Did I mess up something?
How can I solve this problem?

Thanks a lot,

Does your count file contain group information or just raw counts? For example, are the lines like this:

Representative_Sequence total F003D000 F003D002 …
GQY1XT001C296C 6020 407 980 …
GQY1XT001CJLAE 491 341 41 …


Representative_Sequence total GQY1XT001C296C 6020 GQY1XT001CJLAE 491 ...
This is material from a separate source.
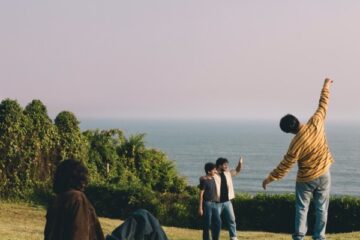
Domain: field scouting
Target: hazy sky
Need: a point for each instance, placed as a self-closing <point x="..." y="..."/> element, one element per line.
<point x="181" y="59"/>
The second type of count table has a bug with the remove.lineage command that will be fixed in our next release. There are 2 workarounds you can use. You can use a names file instead of a count file or you can assign all your sequences to one group using the command., group=A)
make.table(name=yourNameFile, group=groupFileCreatedByMakeGroup)

thank you for the fast reply!

My count table looks like your first example, the group information is actually the ID of my samples (R1E-0603, R1E-0610, etc.)
Can the problem be that I have hyphen (-) in my sample IDs?

Since the group names are my sample IDs I guess assigning all sequences to one group is not an option for me. Or is it? Am I going to be able to identify my samples if I assign everything to one group?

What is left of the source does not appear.